Into the upper end of this cañon the river, about seventy feet wide, makes a sheer leap of three hundred and ten feet. From the near-by rim, this wonderful waterfall appears like an enormous, fluffy, endless pouring of whitest snowflakes. The magnificence and wildness of its setting combine to make it one of the most imposing waterfalls in the world.
Copyright by Haynes, St. Paul
The paint-pots are the curiosities of the Park. They are craters, or irregular-shaped ponds, in the earth, filled with brightly colored mud, thick and hot, of fine texture, and in appearance resembling kalsomine or paint freshly mixed and colored. The mud in many pots is red or pink; that in others is lavender, blue, orange, or yellow. Occasionally a rugged vat of this mud is found boiling away—very suggestive of slaking lime. In other cases, plastic mud throbs and undulates as steam-jets now and then escape through it. Here and there this bright steamy mud opens like a full-blown lily. The paint-pots near the Fountain Geyser, those east of the road in Gibbon Meadows, and those close to the lake at the Thumb are the more attractive.
John Muir, in "Our National Parks," says of the Yellowstone:—
Beside the treasures common to most mountain regions that are wild and blessed with a kind climate, the Park is full of exciting wonders. The wildest geysers in the world, in bright, triumphant bands, are dancing and singing in it amid thousands of boiling springs, beautiful and awful, their basins arrayed in gorgeous colors like gigantic flowers; and hot paint-pots, mud springs, mud volcanoes, mush and broth caldrons whose contents are of every color and consistency, plash and heave and roar in bewildering abundance. In the adjacent mountains, beneath the living trees the edges of petrified forests are exposed to view, like specimens on the shelves of a museum, standing on ledges tier above tier where they grew, solemnly silent in rigid crystalline beauty after swaying in the winds thousands of centuries ago, opening marvelous views back into the years and climates and life of the past. Here, too, are hills of sparkling crystals, hills of sulphur, hills of glass, hills of cinders and ashes, mountains of every style of architecture, icy or forested, mountains covered with honey-bloom sweet as Hymettus, mountains boiled soft like potatoes and colored like a sunset sky.
I had lively scrambles and saw much petrified wood in the rough mountainous country at the northwest corner of the Park. But the roughest and most scenic section visited was around Sylvan Pass. This rugged, narrow pass cuts through high, crowding mountains. To the north, Hoyt Mountain and Avalanche Peak rise precipitously; to the south, Grizzly and Top Notch Peaks. Sylvan Lake, whose peculiar wild beauty is unexcelled, is near this pass. The tree-sprinkled, grassy section near the Lamar River, in the northeast corner of the Park, was the most charming and parklike section visited.

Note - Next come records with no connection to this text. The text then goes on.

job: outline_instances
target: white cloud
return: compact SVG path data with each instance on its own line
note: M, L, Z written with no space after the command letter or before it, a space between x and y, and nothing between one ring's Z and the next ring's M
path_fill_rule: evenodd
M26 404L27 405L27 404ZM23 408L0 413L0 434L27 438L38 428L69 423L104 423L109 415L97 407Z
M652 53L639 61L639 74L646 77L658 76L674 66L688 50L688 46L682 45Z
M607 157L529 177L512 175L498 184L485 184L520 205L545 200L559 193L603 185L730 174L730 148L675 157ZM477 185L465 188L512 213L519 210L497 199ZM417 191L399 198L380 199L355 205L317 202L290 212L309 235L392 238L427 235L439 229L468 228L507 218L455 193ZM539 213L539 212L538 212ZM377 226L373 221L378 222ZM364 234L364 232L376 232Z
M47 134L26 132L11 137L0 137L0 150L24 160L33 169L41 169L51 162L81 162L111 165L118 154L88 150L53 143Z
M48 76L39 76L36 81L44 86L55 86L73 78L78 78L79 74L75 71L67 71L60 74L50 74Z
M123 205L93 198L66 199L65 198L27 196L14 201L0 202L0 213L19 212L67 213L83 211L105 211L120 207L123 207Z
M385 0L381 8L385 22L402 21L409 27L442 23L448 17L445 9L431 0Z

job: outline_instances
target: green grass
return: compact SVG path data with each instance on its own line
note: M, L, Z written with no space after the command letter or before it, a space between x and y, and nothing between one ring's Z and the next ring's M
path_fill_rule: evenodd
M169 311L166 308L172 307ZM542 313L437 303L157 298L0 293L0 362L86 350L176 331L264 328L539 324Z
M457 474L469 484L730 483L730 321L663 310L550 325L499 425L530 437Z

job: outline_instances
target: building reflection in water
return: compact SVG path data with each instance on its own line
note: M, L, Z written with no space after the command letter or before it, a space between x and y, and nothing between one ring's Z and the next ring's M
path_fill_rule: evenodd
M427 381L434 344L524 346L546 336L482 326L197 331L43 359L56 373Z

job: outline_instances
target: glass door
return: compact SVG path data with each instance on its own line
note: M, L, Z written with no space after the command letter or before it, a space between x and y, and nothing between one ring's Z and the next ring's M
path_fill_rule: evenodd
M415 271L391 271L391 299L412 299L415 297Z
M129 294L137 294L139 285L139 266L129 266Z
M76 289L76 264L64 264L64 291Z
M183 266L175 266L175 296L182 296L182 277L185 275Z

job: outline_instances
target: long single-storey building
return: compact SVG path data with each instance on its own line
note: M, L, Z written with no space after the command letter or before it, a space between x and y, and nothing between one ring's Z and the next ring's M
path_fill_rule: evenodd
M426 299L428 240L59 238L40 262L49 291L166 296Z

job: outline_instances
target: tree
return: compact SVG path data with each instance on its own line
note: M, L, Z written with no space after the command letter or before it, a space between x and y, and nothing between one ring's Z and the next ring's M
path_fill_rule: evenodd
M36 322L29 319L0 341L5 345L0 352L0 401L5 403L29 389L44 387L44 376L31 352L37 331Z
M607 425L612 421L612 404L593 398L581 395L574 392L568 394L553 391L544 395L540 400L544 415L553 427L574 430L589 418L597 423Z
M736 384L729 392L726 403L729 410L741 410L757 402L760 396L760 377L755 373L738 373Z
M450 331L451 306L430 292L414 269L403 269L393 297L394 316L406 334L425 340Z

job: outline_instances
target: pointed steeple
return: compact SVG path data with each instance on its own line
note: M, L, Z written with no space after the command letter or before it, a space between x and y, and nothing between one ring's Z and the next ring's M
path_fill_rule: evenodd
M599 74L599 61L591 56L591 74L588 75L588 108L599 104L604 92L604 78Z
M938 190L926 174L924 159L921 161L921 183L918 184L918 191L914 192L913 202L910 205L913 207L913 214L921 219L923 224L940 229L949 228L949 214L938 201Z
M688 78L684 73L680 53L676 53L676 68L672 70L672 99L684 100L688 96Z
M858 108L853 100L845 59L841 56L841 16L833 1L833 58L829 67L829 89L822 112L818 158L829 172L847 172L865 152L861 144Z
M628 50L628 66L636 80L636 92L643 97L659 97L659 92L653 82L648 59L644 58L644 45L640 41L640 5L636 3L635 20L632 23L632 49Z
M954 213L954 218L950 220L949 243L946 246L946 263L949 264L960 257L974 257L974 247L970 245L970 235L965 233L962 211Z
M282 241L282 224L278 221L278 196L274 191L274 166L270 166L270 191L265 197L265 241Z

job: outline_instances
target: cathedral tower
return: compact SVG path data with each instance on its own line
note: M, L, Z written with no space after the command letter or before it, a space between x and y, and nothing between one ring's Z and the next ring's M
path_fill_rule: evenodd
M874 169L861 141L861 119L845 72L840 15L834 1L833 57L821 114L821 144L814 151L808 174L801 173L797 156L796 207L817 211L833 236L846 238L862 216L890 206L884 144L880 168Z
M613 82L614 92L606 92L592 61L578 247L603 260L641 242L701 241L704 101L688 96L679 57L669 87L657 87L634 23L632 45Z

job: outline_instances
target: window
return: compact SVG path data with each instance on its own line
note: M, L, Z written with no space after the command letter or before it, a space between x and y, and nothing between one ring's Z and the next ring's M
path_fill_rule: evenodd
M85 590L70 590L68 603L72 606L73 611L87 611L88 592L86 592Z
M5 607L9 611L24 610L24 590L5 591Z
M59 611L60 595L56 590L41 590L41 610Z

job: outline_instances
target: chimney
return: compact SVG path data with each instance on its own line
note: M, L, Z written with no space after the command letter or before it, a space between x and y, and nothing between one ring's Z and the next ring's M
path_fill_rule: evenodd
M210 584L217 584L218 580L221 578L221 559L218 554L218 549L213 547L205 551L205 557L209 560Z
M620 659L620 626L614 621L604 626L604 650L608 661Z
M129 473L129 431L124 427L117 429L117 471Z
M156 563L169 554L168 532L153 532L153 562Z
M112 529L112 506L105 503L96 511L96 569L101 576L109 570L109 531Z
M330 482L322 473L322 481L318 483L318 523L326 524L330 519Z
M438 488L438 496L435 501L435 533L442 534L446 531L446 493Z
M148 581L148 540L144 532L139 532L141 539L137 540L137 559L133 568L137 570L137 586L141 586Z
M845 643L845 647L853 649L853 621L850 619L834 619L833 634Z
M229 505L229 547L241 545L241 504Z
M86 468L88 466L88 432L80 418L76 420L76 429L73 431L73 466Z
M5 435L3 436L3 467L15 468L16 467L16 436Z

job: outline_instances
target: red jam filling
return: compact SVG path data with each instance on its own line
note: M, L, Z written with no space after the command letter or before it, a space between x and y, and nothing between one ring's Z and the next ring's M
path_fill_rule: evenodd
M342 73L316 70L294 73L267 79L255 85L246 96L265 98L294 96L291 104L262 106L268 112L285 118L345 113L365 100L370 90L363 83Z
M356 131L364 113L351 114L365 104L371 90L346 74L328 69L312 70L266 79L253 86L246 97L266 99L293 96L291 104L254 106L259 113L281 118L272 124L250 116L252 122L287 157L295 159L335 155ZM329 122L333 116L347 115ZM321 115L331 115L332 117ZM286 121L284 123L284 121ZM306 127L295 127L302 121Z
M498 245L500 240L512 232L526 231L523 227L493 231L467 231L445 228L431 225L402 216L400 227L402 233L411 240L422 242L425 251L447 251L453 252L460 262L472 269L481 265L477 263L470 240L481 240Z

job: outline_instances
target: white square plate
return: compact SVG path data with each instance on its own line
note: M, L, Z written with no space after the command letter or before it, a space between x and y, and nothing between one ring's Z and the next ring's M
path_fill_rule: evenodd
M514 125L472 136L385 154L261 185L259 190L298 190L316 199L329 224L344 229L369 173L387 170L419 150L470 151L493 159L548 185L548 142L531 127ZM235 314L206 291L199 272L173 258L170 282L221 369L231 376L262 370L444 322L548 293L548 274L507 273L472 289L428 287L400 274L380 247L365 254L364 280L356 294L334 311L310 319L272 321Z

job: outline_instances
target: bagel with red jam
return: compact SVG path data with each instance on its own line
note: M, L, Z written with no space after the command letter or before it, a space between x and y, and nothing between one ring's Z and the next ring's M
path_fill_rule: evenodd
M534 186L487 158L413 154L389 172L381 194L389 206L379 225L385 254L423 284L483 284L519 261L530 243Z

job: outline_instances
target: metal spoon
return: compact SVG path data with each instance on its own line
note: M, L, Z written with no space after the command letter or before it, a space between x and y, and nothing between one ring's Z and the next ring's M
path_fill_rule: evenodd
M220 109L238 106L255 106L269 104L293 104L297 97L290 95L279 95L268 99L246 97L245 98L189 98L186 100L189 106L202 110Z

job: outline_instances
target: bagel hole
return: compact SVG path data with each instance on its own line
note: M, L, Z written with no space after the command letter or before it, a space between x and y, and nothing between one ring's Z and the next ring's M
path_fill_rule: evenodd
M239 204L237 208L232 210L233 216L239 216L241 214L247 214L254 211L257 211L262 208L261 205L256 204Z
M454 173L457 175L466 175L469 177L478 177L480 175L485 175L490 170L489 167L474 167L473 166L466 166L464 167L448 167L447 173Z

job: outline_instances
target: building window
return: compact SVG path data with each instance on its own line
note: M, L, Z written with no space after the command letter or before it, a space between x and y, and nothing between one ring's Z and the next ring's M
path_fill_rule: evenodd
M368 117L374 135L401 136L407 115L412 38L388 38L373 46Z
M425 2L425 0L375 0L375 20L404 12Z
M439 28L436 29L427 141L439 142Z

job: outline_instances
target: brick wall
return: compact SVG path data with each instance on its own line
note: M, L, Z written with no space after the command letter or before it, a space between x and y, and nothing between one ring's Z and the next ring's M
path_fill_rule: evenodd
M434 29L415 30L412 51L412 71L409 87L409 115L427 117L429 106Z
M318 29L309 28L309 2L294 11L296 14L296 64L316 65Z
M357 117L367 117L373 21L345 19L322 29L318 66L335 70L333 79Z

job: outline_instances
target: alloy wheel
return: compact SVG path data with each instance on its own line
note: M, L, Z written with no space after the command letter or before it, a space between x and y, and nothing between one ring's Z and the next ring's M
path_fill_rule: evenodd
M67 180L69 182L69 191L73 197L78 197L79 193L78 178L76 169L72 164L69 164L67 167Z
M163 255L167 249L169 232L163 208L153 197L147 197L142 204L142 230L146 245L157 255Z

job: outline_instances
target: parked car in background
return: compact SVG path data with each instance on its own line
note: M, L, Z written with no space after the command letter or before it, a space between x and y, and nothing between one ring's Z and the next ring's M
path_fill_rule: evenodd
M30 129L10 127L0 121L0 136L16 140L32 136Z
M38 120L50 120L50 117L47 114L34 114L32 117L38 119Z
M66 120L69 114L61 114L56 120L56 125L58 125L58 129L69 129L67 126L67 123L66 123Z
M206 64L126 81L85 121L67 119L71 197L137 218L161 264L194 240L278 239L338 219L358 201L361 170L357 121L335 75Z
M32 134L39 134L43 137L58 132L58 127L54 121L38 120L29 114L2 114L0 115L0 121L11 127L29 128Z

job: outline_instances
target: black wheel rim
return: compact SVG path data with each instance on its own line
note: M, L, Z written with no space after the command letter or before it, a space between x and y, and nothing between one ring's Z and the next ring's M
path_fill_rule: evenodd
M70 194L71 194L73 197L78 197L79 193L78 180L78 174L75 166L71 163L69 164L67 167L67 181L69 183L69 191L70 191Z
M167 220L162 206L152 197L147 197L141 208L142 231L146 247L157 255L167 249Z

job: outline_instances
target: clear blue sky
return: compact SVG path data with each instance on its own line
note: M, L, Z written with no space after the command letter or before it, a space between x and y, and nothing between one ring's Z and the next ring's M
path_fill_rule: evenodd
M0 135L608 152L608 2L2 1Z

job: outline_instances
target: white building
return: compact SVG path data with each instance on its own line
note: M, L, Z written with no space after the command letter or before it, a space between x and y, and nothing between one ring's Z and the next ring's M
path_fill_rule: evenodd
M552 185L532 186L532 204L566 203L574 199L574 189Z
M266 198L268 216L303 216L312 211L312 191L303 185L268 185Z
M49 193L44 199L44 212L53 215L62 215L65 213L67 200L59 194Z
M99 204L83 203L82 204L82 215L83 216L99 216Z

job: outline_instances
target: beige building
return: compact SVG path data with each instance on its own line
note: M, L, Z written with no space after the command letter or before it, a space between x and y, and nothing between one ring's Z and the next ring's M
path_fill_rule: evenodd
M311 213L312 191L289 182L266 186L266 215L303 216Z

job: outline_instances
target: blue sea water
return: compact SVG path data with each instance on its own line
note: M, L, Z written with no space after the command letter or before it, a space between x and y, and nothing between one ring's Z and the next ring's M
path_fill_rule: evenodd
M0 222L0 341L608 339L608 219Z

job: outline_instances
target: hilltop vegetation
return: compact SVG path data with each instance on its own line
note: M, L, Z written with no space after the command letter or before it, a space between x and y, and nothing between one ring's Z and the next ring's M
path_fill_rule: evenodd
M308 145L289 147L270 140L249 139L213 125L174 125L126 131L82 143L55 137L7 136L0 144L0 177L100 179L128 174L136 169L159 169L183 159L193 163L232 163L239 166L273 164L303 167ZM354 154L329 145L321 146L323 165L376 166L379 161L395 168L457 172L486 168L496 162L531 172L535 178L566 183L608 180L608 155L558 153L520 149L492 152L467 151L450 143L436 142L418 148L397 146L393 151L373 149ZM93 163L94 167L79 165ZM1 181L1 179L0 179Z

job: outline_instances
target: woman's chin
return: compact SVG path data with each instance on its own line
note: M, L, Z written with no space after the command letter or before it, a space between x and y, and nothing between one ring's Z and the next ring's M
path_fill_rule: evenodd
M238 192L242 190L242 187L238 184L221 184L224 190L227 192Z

The Grand Teton, a peak of towering, bold individuality, looms imposingly as seen from various points in the Park. Its appearance across Yellowstone Lake, from a point near the outlet, is magnificent. Another excellent view of it is obtained from the stage-road midway between Upper Geyser Basin and the Thumb.
The Grand Teton territory might well be added to the Park; likewise a stretch of the rugged, mountainous territory lying along the southeast corner, and the mountainous tract immediately west and north of the northwest corner of the Park. All these belong to reserved government lands, and could without difficulty be administered as a part of this wonderland.